Unlocking Cloud Efficiency: AWS Reveals AI-Driven Operations

The cloud ops landscape is evolving at lightning speed ⚡ from simple web servers to serverless functions and now, the explosion of AI workloads. 🤯

Hosts Daniel Newman and Patrick Moorhead are joined by Amazon Web ServicesNandini Ramani, Vice President of Search and Cloud Ops, on this episode of Six Five On The Road at AWS re:Invent, for a conversation on AWS’s latest innovations in cloud operations, spotlighting the integration of AI and machine learning to elevate efficiency and performance.

Their discussion covers:
– The evolution of cloud operations challenges over the years and AWS’s approach to addressing them
– Lessons learned from AWS’s 17+ years in operation and their impact on the development of cloud services
– Integrating AI and machine learning in cloud operations for enhanced efficiency and performance
– An introduction to the Ops-i-tron concept and its significance in cloud operations
– Exploring the new “Explore Related” button and its role in simplifying troubleshooting across interconnected services

Learn more at Amazon Web Services.

Watch the video below, and be sure to subscribe to our YouTube channel, so you never miss an episode.

Transcript

Patrick Moorhead: The Six Five is On The Road here in Las Vegas. We are at AWS re:Invent 2024. Dan, the conversation has been unsurprisingly about AI, different ways to slice it, just different ways to operationalize it. Just getting ready for this gigantic enterprise swell of AI that I think both our firms have estimated is a little bit off.

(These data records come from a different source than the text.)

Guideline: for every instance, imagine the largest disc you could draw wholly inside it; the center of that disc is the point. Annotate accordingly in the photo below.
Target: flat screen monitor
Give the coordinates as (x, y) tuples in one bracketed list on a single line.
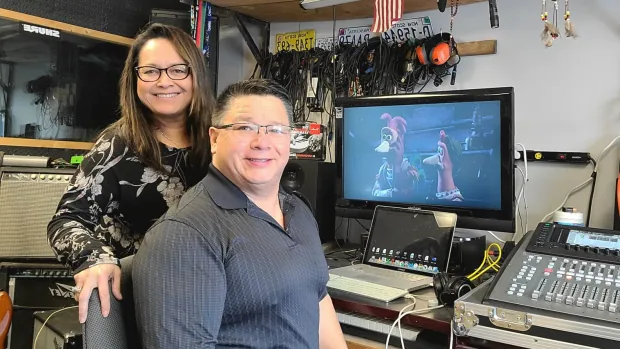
[(446, 151)]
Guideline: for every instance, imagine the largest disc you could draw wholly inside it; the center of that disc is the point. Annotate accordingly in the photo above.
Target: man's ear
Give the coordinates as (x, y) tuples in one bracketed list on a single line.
[(213, 133)]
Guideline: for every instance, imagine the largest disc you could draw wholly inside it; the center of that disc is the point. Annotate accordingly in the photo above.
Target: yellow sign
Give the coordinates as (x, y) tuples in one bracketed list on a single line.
[(296, 41)]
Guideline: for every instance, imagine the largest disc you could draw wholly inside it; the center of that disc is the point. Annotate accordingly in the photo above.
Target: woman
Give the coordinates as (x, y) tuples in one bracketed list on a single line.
[(140, 166)]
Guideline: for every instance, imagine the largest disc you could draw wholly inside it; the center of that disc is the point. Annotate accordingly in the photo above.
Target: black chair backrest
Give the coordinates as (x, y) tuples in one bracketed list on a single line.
[(119, 329)]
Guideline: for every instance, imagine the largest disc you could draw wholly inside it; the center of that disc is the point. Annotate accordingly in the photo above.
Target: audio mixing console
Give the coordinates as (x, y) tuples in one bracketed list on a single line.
[(563, 269)]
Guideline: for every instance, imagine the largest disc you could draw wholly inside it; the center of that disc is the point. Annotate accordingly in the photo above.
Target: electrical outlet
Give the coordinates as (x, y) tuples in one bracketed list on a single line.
[(554, 156)]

Daniel Newman: Yeah. Well, I think a lot of people are starting to get the fatigue of hype. And what they’re starting to look for is pragmatism. They want to understand where does this technology really help drive the enterprise. We hear these astounding numbers, 20 trillion of economic opportunity, 25 trillion. I’ve heard some gigantic numbers. You’re hearing half a trillion dollars of spend just on the chips in the next handful of years. But in the end, a lot of this starts to be about how we experience things.

Patrick Moorhead: It is, and enterprises are trying to get their data estate in line, questions about security, questions about governance. And then doing AI at scale or any scale, you have to be able to operationalize it. IT ops we cannot forget because that basically keeps everything moving. And if you don’t put that into your strategy with AI, you’re going to not be able to do this. And I can’t imagine a better person to talk about this, Nandini, welcome to The Six Five.

Nandini Ramani: Thank you for having me. Looking forward to this chat.

Patrick Moorhead: Yeah, let’s talk about IT ops at scale.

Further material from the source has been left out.